Wollschlaeger, who has been sharing his story with the public since 2007 and has even published his memoirs called A German Life: Against All Odds, Change is Possible, said it was his own son who inspired him to share his story when he began asking questions about his family history.

“I knew that if I concealed that from him, I might lose a long-term connection with him, so I told him when he was 14.”
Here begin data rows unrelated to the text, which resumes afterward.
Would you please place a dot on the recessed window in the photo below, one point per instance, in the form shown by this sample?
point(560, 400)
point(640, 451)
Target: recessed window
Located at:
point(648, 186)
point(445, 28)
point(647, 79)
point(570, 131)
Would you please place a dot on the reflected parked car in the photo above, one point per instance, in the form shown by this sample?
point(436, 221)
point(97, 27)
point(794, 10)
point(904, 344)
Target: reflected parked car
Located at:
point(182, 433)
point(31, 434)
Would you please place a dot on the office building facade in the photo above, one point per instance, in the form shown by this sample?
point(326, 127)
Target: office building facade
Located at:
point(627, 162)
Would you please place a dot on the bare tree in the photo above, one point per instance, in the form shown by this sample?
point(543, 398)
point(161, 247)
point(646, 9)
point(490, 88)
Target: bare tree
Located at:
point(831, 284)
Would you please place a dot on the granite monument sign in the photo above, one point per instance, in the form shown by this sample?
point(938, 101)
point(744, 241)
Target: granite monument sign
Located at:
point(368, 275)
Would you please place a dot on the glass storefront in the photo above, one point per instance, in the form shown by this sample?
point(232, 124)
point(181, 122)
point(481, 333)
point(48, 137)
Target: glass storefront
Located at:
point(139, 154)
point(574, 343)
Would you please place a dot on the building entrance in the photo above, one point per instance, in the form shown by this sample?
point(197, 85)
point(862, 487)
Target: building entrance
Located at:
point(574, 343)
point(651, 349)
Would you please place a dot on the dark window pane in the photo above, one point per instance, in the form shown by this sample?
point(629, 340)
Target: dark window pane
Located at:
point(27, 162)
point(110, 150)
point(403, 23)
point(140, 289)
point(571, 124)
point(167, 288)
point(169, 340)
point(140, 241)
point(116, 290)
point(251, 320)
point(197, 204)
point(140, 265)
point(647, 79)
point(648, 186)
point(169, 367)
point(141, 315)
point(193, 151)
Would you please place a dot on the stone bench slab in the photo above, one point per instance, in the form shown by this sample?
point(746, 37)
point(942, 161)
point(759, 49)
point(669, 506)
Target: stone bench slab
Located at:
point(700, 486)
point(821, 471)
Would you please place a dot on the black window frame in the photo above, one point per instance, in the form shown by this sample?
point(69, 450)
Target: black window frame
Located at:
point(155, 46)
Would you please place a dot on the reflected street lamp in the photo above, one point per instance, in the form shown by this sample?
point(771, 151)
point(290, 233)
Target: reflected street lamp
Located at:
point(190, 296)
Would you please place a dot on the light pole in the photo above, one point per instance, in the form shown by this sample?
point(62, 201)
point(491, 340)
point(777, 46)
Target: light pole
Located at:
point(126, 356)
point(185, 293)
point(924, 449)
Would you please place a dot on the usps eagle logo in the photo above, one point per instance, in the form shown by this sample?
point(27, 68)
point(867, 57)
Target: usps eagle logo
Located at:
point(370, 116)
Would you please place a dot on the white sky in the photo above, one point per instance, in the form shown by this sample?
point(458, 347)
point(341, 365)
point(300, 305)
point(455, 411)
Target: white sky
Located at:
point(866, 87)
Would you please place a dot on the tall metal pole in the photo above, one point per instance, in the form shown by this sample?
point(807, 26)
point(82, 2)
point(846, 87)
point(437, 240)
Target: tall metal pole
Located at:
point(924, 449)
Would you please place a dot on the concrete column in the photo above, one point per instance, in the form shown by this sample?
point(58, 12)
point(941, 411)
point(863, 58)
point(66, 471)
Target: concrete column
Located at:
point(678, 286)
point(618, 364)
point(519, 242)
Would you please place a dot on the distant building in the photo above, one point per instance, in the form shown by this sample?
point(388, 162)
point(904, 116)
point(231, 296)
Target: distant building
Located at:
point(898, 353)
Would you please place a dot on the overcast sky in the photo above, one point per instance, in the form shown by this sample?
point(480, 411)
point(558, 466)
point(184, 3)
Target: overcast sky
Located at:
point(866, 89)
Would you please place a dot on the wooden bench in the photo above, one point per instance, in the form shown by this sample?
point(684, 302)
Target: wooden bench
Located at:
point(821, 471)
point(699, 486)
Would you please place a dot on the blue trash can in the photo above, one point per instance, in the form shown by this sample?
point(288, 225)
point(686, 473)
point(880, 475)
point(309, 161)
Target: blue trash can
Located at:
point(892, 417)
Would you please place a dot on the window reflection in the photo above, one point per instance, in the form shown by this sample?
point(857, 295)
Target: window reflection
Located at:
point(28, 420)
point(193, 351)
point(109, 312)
But Wollschlaeger’s conversion to Judaism and his mission to speak out about his experience is not how this story ends.

Growing up, Wollschlaeger suspected that his mother might have been concealing a family secret of her own.

“She had knowledge about Jewish rituals. I thought it may be due to the fact that she lived in and grew up in Czechoslovakia and it had a large Jewish population… but she had some knowledge about Jewish rituals, even though she was a devout Catholic, and that puzzled me,” he said.

Following up on a suspicion that his mother had Jewish ancestors, he did some genetic testing that revealed his maternal family line might have been connected to the Marrano Jews of Northern Spain and France.

“I never knew this, nor did it motivate me [to convert], but now, of course, it’s curious and may be very revealing.”

Wollschlaeger said he hoped that through his lecture at Chabad Markham, he would help people understand “that individuals can make a choice, can change a life, face issues that affect all of us… and that you’re not doomed to make the same mistakes that you’ve been taught to repeat.

“What I’ve learned is that people are not inherently bad or good… There are many shades of grey.”